If I had to name one woman who would always get straight to the brutal, yet truthful point, it would be Annie Danielewski, better known as Poe. Poe, an alternative singer/songwriter who enjoyed a massive hit in the mid-‘90s with “Angry Johnny,” is never afraid to speak her mind. The campers of GRAMMY Camp® were able to get a taste of that honesty during an evening Artist Story Panel. Before that discussion began, the five journalists at camp, including myself, were each able to ask her a question.
Question: Your name is Poe and I’m assuming you’re a big fan of Edgar Allan Poe. Are you in love with him?
Answer: I’m not in love with him seeing that he is dead and that would be a sad life to live. But no, my parents actually read me a story called “The Masque of the Red Death” when I was a little kid. When I was eight, I went to a costume party dressed as the plague. After that I called myself Poe and I was only eight so I thought everyone would get it. It was just friends of my parents, but the name Poe stuck. My mom’s friend called her up and said, “How’s Poe?” And then I embraced it. The next year at school they called me Annie and I said, “No, I prefer to go by Poe.”
Question: What are some childhood lessons that you apply to the music industry?
Answer: No matter what it costs, you always tell the truth. And it pays off in the end in everyway that’s important when it comes to making music and actually contributing as opposed to what people think who have guided you.
Question: How does it influence you working with different musicians?
Answer: If you pick something to do that you love there’s no greater influence than someone that’s better than you, someone that has knowledge that you don’t. I recently spent a lot of time with an upright player by the name of Dave Carpenter…he played with like Miles Davis. He’s one of those guys that’s so gracious that he would sit there and do blue scales with you for six hours -- total ultimate patience and kick your ass and tell you why you’re not hearing it, but never hurt your feelings. In my life there have been a number of those people, but there are very few who can challenge you without shutting you down; someone who pushes you further without challenging your faith in yourself. I’ve had a number of those musicians in my life that I’m constantly learning from. The beauty of music is the fact that you never really get good at it. Every time you sit down to play a chord you’re like “Why didn’t I hear that before?” Every song [you wonder] why isn’t it working? It’s this thing you have to crack and when you do it’s this monetary high for like 10 seconds and then the next ones brutal again, but it always teaches you something.
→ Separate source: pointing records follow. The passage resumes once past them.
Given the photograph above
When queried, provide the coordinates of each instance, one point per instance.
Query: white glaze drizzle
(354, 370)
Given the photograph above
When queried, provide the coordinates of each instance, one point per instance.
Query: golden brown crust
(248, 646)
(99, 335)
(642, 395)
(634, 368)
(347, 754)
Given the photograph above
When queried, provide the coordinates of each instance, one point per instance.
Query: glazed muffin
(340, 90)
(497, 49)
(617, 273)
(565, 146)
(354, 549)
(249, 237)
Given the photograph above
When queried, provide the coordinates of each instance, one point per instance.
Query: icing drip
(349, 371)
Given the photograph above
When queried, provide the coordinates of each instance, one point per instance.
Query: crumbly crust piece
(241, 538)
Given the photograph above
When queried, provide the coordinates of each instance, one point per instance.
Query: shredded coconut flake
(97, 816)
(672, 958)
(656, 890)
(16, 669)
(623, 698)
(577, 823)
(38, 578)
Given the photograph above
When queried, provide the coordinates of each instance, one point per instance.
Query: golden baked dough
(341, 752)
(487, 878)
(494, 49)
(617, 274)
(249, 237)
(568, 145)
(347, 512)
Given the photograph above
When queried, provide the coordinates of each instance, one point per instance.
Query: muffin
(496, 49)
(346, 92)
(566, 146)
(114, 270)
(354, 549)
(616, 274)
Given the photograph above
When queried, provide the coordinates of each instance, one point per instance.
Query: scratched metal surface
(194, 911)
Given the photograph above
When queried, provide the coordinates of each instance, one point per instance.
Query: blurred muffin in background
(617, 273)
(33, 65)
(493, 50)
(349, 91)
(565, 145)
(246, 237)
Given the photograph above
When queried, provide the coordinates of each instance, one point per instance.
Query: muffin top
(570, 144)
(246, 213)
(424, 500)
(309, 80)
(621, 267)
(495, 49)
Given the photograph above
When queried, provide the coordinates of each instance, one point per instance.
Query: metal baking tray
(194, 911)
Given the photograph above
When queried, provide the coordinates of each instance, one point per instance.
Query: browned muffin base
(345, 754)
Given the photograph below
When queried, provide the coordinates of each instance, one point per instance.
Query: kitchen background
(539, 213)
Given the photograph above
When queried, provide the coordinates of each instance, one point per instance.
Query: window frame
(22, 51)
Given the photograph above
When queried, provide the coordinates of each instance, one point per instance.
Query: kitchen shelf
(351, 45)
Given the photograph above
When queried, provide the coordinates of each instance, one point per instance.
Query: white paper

Question: What artists working today do you think deserve more appreciation?
Answer: The sad thing is that they're all people that you wouldn't have heard of. The greatest cello player in the world is a guy named Cameron Stone; he has an amazing voice as well. He plays cello like Hendrix played guitar. I kid you not. The guy grew up with two classical musician parents. You can sing something to him and he can write it down. When he hit age 16 he decided he needed to be a punk rocker so he starting improvising on his cello and got a big stack of Marshall pedals. The thing is he's one of those rare combinations of a guy who has the technique of a Yo-Yo Ma, but was able to let that go and dive into improvisation in the modern sense, and I actually want to make that guy's record. I'm a huge fan. He toured with us so I know him well. There's a guy named Darren Johnson who's a piano player, the guy's so gifted, it's insane. These are people you would not have heard of. Darren Johnson you probably would have heard, he's a big session player, he plays on everyone's records, and he's also a guy that plays with Miles. These guys write songs that are just mind blowing, I watch some of the things these guys go through as far as people trying to fit them into the industry or to do this or do that, but talent like that is timeless.